In a hard hitting address before a distinguished international audience, Shri Kamal Nath said "Governments have more recently resolved at Geneva to uphold the legitimate food and livelihood security and rural development needs of developing countries in the agriculture negotiations. What we are confronting is a real life situation facing real persons desperate for recognition of the condition in which they live and the pressures on them from the subsidy-laden policies of other countries. Mercantilist compulsions of corporatised agriculture cannot drive these negotiations.
I have said so publicly before, and I say so again: the Indian farmer is not afraid of the farmer from a developed country. He is willing to compete with him. But he cannot compete with the Governments of the developed countries! In the entire negotiation on agriculture, the positions we have had to take, the strategies we have had to adopt are not because we are protectionist per se. We do not deny the developed world agricultural market access on a whim, or because we do not want to engage in trade. We have been forced to turn protectionist because we have no alternative; there is no level playing field. Agriculture sustains the daily lives of the majority of our people. Subsidised products flooding in from abroad would play havoc with the social fabric. Eliminate subsidies completely and fully, in all its guises, and we would not be hesitant to liberalise substantially. But we must be clear that this is not a chicken-and-egg situation. There is no doubt as to what needs to be done first it is the removal of subsidies. It is logical that market access can only succeed this, not precede it."
Effective reduction in subsidies and non-tariff barriers in trade in agriculture by developed countries would increase world incomes and expand world trade far more than similar progress in any other area and there had to be a social consensus on this, Shri Kamal Nath said, adding that "it is no use making tariff reduction commitments on the one hand and erecting insurmountable non-tariff barriers on the other".

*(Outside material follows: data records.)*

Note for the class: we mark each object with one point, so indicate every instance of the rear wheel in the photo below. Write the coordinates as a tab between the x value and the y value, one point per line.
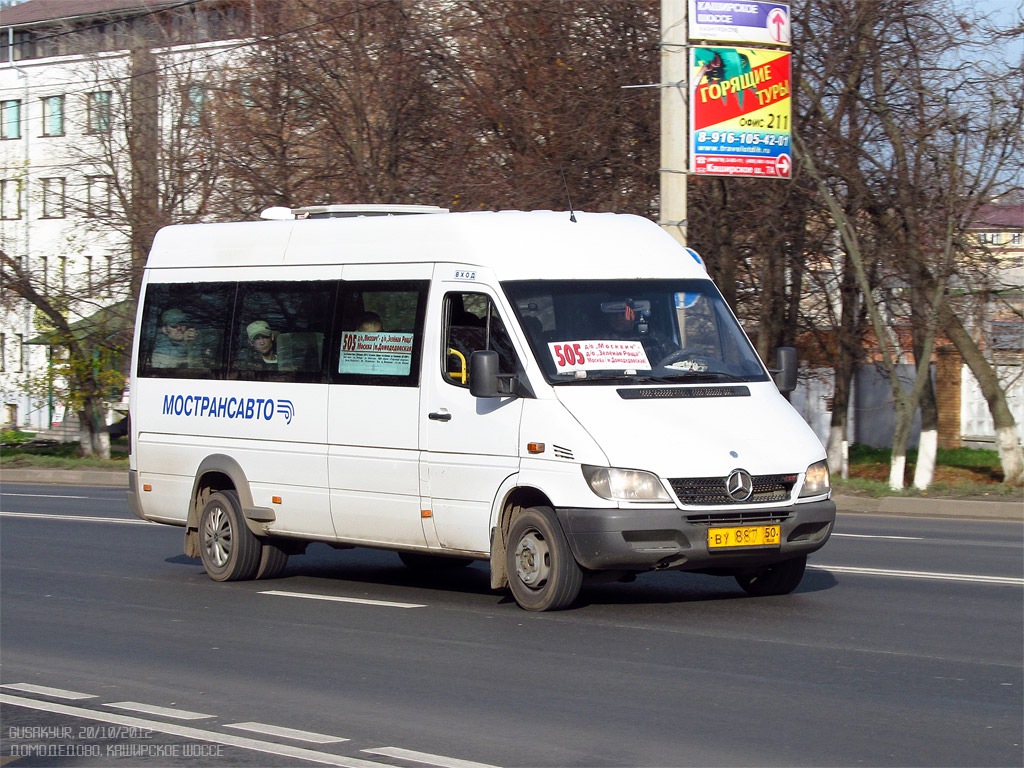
272	560
228	549
543	574
778	579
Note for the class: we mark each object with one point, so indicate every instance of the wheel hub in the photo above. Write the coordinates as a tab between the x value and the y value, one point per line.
532	559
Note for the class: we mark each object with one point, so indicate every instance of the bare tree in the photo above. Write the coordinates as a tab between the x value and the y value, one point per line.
889	155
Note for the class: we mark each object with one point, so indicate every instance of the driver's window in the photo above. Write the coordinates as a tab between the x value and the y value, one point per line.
472	323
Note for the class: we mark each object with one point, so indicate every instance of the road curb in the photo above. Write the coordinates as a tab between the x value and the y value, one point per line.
889	505
67	476
914	507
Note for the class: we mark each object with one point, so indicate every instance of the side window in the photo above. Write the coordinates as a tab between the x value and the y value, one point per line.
381	333
281	330
183	330
471	324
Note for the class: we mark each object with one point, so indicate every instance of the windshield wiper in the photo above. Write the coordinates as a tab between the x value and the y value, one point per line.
699	376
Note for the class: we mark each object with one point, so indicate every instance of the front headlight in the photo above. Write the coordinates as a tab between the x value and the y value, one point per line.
625	484
816	480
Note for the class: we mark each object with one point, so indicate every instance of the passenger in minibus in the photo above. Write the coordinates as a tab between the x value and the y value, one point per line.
370	323
264	344
176	338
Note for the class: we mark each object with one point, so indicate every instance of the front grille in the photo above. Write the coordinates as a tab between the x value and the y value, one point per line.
708	492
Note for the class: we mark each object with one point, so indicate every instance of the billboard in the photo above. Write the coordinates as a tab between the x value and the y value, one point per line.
745	22
739	113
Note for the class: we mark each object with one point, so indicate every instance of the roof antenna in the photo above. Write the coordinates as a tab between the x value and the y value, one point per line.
571	214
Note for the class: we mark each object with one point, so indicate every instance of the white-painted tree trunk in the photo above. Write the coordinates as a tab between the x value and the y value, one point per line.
837	456
924	472
896	469
1011	455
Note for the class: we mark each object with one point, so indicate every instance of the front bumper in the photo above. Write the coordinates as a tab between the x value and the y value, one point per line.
670	538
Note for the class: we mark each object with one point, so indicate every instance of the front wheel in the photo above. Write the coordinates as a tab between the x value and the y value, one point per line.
779	579
228	549
543	574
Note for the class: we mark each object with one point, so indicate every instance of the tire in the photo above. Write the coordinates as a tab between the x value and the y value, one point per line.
423	561
543	574
779	579
228	549
272	560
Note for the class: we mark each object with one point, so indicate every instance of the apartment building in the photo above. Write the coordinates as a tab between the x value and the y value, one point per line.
81	82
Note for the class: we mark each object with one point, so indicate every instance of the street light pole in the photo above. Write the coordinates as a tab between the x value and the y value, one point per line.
675	115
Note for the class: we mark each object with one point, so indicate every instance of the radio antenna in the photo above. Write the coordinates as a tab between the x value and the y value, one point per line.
569	199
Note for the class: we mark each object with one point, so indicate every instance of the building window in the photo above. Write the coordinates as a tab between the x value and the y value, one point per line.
98	203
10	199
53	198
10	119
53	116
98	112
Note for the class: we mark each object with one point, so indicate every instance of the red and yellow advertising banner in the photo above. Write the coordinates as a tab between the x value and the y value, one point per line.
739	113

Reminding the participants of the Marrakesh Agreement of the Uruguay Round which said that multilateral rules were to be designed to ensure that "developing countries and especially the least developed among them, secure a share in the growth of international trade commensurate with the needs of their economic development", Shri Kamal Nath said that "central to our efforts must remain the prospect of a wider distribution of benefits for all peoples. Developed countries must effectively transfer technology, offer fair competition and generally support an enabling environment for developing societies to move ahead, to consolidate, and to move on again. It is important that the pursuit of liberalisation in global agricultural policy must create and nurture essential conditions for stimulating economic growth in developing countries, alleviating poverty, and promoting their integration into the global comity, not just as equal members, but as partners in progress and equals in prosperity".

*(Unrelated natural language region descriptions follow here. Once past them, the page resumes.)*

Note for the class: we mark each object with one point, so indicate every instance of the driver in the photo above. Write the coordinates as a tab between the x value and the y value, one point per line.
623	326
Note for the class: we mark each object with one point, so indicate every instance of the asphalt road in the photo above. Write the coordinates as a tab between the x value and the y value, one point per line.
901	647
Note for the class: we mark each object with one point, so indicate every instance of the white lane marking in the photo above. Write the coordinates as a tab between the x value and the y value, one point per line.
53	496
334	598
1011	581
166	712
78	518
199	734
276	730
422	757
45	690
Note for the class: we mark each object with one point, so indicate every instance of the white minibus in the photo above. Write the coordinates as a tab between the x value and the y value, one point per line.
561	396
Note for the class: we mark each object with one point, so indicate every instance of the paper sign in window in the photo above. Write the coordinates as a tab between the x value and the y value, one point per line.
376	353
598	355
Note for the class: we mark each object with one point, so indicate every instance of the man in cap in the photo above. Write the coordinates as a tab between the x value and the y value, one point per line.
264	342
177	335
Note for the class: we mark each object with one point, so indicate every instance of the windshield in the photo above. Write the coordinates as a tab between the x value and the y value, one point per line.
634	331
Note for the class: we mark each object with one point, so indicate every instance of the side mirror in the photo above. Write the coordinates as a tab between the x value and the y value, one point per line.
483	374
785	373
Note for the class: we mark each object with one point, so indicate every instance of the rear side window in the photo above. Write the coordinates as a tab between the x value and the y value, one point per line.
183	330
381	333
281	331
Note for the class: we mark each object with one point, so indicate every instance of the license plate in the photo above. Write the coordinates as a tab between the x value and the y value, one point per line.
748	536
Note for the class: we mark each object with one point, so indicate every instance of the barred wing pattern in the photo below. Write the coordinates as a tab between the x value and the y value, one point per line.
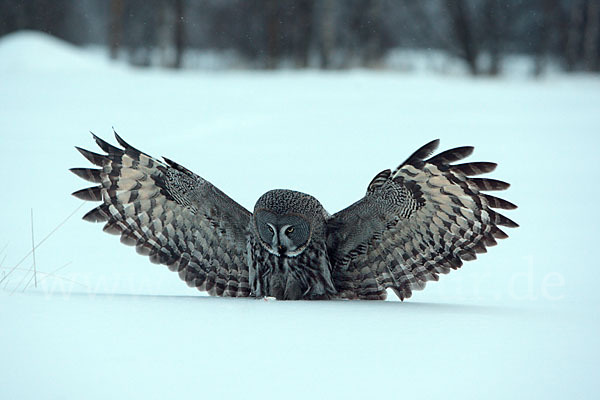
419	221
170	214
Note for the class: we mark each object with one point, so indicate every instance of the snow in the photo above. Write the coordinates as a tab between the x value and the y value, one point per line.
522	321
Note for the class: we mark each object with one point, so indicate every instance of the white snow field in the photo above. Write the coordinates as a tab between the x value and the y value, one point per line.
104	323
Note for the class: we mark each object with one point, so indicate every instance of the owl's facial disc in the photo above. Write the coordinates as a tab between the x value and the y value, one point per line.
282	235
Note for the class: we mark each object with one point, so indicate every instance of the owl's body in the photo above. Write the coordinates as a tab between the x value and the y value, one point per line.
414	223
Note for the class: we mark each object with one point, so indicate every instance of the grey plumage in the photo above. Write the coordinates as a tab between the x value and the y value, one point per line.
422	219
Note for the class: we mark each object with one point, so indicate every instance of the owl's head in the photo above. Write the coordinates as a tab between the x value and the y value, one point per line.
286	221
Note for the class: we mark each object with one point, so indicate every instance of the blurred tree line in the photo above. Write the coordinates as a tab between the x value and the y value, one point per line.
328	34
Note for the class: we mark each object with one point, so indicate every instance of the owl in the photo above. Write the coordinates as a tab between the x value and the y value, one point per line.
414	223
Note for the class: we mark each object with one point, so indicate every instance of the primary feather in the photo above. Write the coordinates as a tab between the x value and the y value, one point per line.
422	219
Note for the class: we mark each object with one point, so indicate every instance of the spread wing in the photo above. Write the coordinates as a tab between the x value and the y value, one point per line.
419	221
170	214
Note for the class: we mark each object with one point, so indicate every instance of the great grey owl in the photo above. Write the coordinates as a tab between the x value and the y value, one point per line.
414	223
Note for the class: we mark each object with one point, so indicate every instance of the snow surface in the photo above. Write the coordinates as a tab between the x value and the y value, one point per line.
520	322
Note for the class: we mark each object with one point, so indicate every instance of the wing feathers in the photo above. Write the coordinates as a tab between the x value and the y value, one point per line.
89	174
473	168
433	217
169	214
90	194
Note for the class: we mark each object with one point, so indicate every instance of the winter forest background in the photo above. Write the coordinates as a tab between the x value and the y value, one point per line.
327	34
317	96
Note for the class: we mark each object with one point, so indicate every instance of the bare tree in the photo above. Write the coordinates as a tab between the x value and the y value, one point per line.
572	50
115	29
326	32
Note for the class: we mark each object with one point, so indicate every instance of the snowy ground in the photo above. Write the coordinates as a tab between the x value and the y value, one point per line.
520	322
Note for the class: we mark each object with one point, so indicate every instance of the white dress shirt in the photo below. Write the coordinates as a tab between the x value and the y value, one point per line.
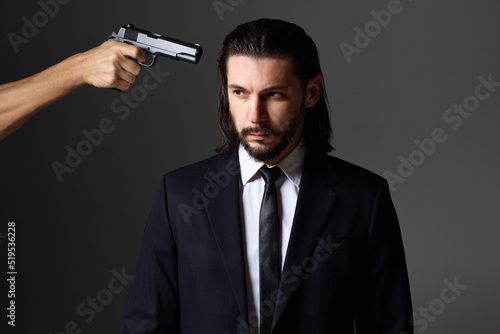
251	193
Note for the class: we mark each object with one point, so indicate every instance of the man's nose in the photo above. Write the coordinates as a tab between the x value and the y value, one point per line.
258	111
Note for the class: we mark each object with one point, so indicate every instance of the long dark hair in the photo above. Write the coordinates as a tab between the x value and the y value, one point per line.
275	39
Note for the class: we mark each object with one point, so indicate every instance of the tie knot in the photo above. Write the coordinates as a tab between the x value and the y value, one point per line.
270	174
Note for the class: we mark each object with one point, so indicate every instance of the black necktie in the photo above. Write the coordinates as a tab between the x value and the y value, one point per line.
269	247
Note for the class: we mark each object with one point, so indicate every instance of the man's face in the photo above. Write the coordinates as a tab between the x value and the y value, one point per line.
267	104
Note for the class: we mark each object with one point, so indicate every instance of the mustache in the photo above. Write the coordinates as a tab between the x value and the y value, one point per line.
258	130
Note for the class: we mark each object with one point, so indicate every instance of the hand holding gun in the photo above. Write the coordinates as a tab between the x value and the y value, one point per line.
109	65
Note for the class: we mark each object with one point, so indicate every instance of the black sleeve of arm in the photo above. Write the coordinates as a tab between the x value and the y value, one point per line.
153	305
384	303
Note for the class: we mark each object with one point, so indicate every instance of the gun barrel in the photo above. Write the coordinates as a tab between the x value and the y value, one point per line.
159	45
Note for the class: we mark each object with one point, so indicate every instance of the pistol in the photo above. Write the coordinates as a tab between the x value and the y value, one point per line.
158	45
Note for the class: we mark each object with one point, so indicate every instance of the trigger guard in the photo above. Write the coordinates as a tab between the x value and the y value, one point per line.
150	64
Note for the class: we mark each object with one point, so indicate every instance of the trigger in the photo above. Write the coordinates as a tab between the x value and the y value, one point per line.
150	64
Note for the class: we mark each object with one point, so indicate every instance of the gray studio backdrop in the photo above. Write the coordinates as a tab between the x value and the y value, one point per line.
414	88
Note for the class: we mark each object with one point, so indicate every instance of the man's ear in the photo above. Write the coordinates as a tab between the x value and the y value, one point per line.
313	90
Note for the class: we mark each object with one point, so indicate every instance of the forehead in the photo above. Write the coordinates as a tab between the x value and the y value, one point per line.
260	72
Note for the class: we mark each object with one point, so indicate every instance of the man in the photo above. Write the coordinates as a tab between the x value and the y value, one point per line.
109	65
211	259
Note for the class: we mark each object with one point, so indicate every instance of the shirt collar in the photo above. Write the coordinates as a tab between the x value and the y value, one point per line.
291	165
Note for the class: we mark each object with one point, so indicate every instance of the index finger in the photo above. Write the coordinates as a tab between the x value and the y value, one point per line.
133	51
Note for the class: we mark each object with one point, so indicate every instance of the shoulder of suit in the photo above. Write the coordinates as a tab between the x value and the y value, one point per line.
347	171
198	169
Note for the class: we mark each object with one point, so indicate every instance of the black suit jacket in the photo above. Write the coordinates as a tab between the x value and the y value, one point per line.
345	264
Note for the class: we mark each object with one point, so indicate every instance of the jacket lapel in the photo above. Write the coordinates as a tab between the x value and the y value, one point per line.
314	204
224	215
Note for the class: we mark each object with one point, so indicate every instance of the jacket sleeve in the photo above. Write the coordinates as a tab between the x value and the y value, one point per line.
153	305
384	304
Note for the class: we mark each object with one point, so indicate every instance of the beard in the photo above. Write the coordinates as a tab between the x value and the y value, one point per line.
285	135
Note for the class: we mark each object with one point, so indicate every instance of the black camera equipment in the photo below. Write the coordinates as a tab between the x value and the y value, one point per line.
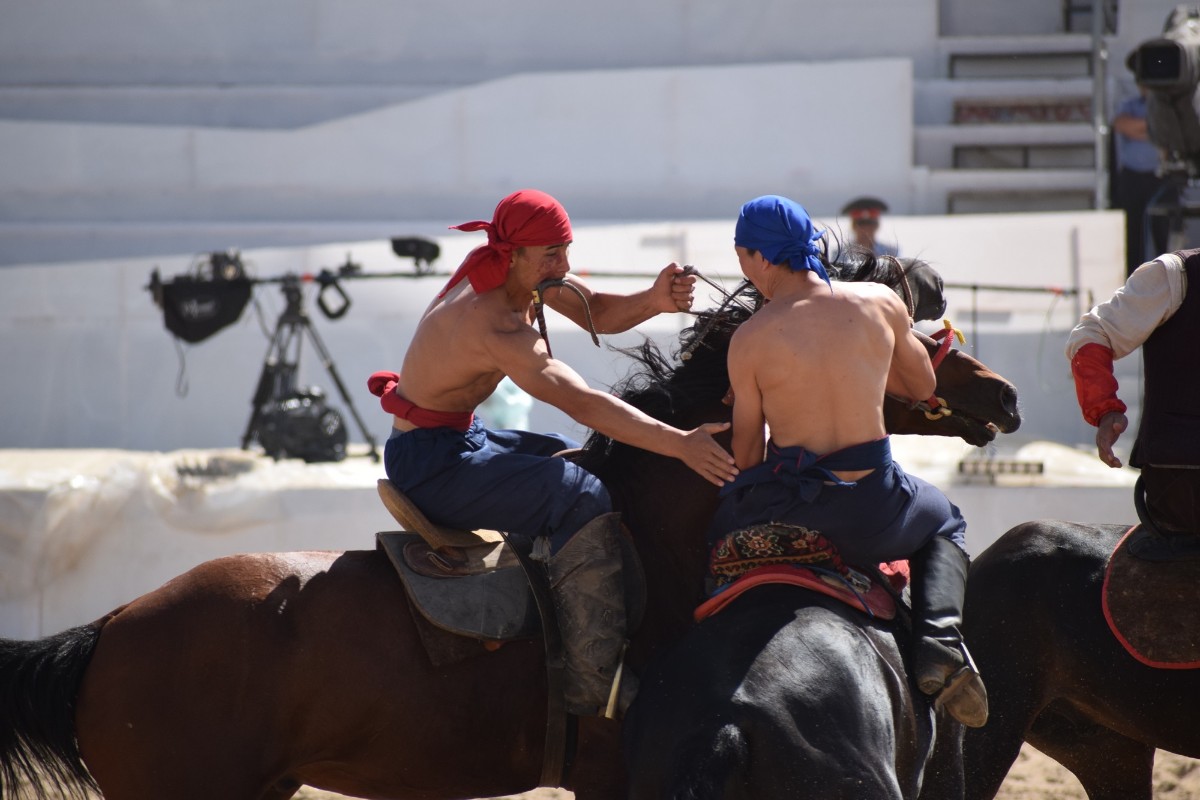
423	252
1168	68
291	421
287	420
213	295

The Minister emphasised that international policy on agriculture should not ignore the ground realities obtaining in three-fourths of the world. No doubt, there were difficulties and problems in all countries, including the developed countries. "But it is essential that the stark difference in the nature of the concerns in developed countries and those in developing countries be clearly understood and appreciated. This is a difference not merely of scale and magnitude, but a qualitative difference. Standard of living may be a valid concern for farmers in developed countries in developing ones it is the very access to the next meal", the Minister said. "Developing countries need sufficient policy space and flexibilities in instruments to lift the large proportion of their populations employed in agriculture from their present level of backwardness. It is inconceivable for the developed countries to seek, and for the developing countries to offer, identity in treatments and commitments until all distortions in agriculture are removed", he added.